Evaluation of SHViT for volumetric Semantic Segmentation in Industrial CT Scans

Industrial computed tomography (iCT) is a widely applied tool in non-destructive testing, material analysis, quality control, and metrology. Semantic segmentation of industrial CT data plays a central role in these applications by enabling quality inspection, material differentiation and part separation [1]. While convolutional neural networks (CNNs) have traditionally performed well in segmentation tasks by capturing local structures, their limited ability to model long-range dependencies poses challenges in complex 3D datasets.

Transformer-based models have recently emerged as promising alternatives. By dividing the input into patches and using self-attention mechanisms, transformers can model global dependencies. However, early vision transformers had difficulties capturing spatial structure and learning from limited data. The Swin Transformer was one of the first models to address these issues by introducing a hierarchical structure and shifted windows, combined with an inductive bias that improves generalization on small datasets [2].

Despite these advances, transformers remain resource intensive. New models such as the Shifted-window Hierarchical Vision Transformer (SHViT) aim to reduce computational costs while maintaining performance. SHViT extends the Swin architecture and improves spatial modeling and efficiency through a refined hierarchical structure with shifted windows [3].

This thesis focuses on the implementation and evaluation of a volumetric SHViT model for 3D semantic segmentation. The model is tested on a real-world dataset of industrial CT scans of boxed shoes, which includes several segmentation tasks: separating the shoes from their surroundings and identifying individual components such as the insole, outsole, and upper [4]. Typically for industrial CT data, the dataset is limited in size. Yet, its structural variability makes it an interesting benchmark for assessing model generalization. As evaluation metric for the class imbalanced segmentation dataset primarily the F₁-score is used. The network is also evaluated in terms of memory and computational resource use.

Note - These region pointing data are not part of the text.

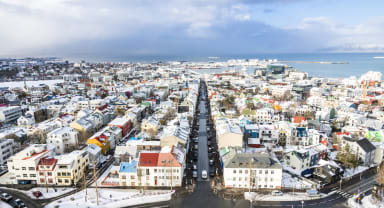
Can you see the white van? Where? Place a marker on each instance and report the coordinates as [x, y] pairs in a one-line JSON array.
[[204, 174]]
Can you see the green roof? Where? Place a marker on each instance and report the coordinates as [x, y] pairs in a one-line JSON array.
[[374, 136], [248, 111]]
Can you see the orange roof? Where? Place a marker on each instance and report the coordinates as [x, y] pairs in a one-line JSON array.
[[35, 154], [298, 119], [164, 159], [148, 159]]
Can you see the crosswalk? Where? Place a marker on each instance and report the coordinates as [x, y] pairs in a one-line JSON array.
[[344, 194]]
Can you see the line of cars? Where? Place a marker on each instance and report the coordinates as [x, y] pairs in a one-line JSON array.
[[17, 203]]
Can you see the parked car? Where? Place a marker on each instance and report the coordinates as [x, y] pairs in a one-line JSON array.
[[194, 174], [37, 194], [204, 174], [5, 197], [212, 172], [211, 162], [195, 155], [19, 203], [277, 193]]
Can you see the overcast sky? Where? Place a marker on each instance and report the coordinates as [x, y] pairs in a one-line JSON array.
[[70, 28]]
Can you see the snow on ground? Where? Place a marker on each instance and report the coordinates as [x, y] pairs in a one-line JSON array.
[[288, 181], [111, 198], [291, 196], [46, 195], [366, 202], [351, 172], [20, 84], [104, 178], [4, 205], [291, 170]]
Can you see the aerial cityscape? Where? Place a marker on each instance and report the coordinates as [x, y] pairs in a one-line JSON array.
[[187, 103]]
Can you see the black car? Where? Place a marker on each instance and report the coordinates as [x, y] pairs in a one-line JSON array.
[[19, 203], [211, 162], [195, 156]]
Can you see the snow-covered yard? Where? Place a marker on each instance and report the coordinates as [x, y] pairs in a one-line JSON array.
[[366, 202], [351, 172], [20, 84], [292, 196], [288, 181], [46, 195], [111, 198], [4, 205]]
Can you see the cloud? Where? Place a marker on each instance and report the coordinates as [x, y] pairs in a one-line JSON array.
[[119, 27], [336, 37]]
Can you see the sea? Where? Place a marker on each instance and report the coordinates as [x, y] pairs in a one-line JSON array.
[[356, 63]]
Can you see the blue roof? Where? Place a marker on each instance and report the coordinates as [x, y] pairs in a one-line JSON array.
[[126, 167]]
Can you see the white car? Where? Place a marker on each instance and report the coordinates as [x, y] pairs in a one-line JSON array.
[[277, 193], [204, 174]]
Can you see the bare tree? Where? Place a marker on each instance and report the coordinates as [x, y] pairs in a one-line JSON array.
[[380, 178]]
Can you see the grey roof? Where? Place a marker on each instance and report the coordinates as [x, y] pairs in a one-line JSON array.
[[242, 160], [366, 145]]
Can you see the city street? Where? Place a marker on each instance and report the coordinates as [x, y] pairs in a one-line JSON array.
[[203, 146]]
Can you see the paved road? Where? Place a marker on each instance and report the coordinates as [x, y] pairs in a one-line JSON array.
[[16, 194], [203, 149]]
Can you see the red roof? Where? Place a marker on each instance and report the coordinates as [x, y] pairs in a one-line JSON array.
[[35, 154], [47, 161], [342, 133], [148, 159], [298, 119], [167, 160], [102, 107]]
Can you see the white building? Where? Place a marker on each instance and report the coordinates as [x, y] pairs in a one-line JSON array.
[[256, 170], [64, 139], [10, 114], [163, 168], [23, 165], [71, 167], [7, 149]]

The SHViT model will be compared to a CNN-based baseline, evaluating accuracy, robustness, and computational efficiency in the context of 3D industrial segmentation. While the study aims to inform the selection of neural architectures for iCT applications, its conclusions are limited using a single dataset. Nonetheless, SHViT shows potential for broader use in iCT, as it could enable the efficient application of transformer-based models to volumetric segmentation across diverse industrial datasets.

Literature

[1]	S. a. G. P. a. V. P. a. D. W. Bellens, „Machine learning in industrial X-ray computed tomography–a review,“ CIRP Journal of Manufacturing Science and Technology, pp. 324–341, 2024.
[2]	Z. a. L. Y. a. C. Y. a. H. H. a. W. Y. a. Z. Z. a. L. S. a. G. B. Liu, „Swin Transformer: Hierarchical Vision Transformer using Shifted Windows,“ in Proceedings of the IEEE/CVF International Conference on Computer Vision (ICCV), Montreal, CA, 2021.
[3]	S. a. R. Y. Yun, „SHViT: Single-Head Vision Transformer with Memory Efficient Macro Design,“ Proceedings of the IEEE/CVF Conference on Computer Vision and Pattern Recognition (CVPR), pp. 5756–5767, 2024.
[4]	M. Leipert, G. Herl, J. Stebani, S. Zabler und A. Maier, „Three Step Volumetric Segmentation for Automated Shoe Fitting,“ e-Journal of Nondestructive Testing, Bd. 28, Nr. 3, 2023.